The state, in its latest appeals filed through special government pleader T B Hood, contended that when the division bench had reserved judgement in the earlier appeals on February 4, the single judge ought to have adjourned the matters listed before him on February 7 instead of passing a fresh order further deferring the survey and land acquisition process.
The state also contended that such interim orders, as issued by the single judge, have "the potential to open flood gates of litigation and to unduly delay the project."
"The delay in project execution will result in cost escalation and cause irreparable damage to the state. Even if survey is conducted and survey marks are erected, the petitioners (who had challenged the survey before the single judge) will not suffer any loss or damage.
"Moreover, deferment of survey in some properties hampers the survey in other properties as well," the appeals had claimed.

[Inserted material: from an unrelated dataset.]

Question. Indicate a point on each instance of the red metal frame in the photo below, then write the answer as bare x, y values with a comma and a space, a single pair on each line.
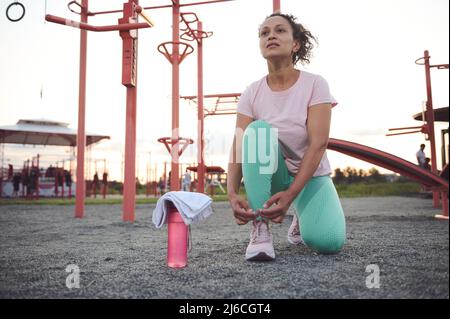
428, 127
128, 33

The single judge's February 7 order had come on several pleas of which some opposed the survey being conducted and the others were against the laying of concrete poles to identify land meant for the SIA study.
The single judge had also questioned the need for an SIA study in view of the Centre's stand that it was "advisable" that land acquisition proceedings for the project be stopped for now.
The court on January 20 had deferred the survey process till February 7 to await certain clarifications from the state regarding the survey it was carrying out.
However, the state went on appeal to a division bench against the January 20 order.
On February 14, the division bench held that the state government has the powers to conduct a survey and mark properties appropriately for conducting an SIA study in connection with the SilverLine project.
The bench also set aside the January 20 order.
It had also said that the SIA study was not an empty formality as only after it is conducted will the state government be able to identify the properties required for acquisition and thereby, inform the public about the extent of land to be acquired.
"Government has to undertake Social Impact Assessment study, in order to make awareness to the public, the public purpose, estimation of affected families, and the number of families likely to be displaced, the extent of lands, public and private, houses, settlements and other common properties likely to be affected by the proposed acquisition, etc.
"Only after conducting such a study, the State government would be able to identify the properties required for acquisition and thereby, inform the public about the extent of land and other aspects dealt with therein," the bench had said.
The Kerala government's ambitious SilverLine project, which is expected to reduce travel time from Thiruvananthapuram to Kasaragod to around four hours, is being opposed by the opposition Congress-led UDF, which has been alleging that it was "unscientific and impractical" and will put a huge financial burden on the state.
The 530-kilometre stretch from Thiruvananthapuram to Kasaragod would be developed by K-Rail -- a joint venture of the Kerala government and the Railway Ministry for developing railway infrastructure in the southern state.
Starting from the state capital, SilverLine trains will have stoppages at Kollam, Chengannur, Kottayam, Ernakulam, Thrissur, Tirur, Kozhikode and Kannur before reaching Kasaragod.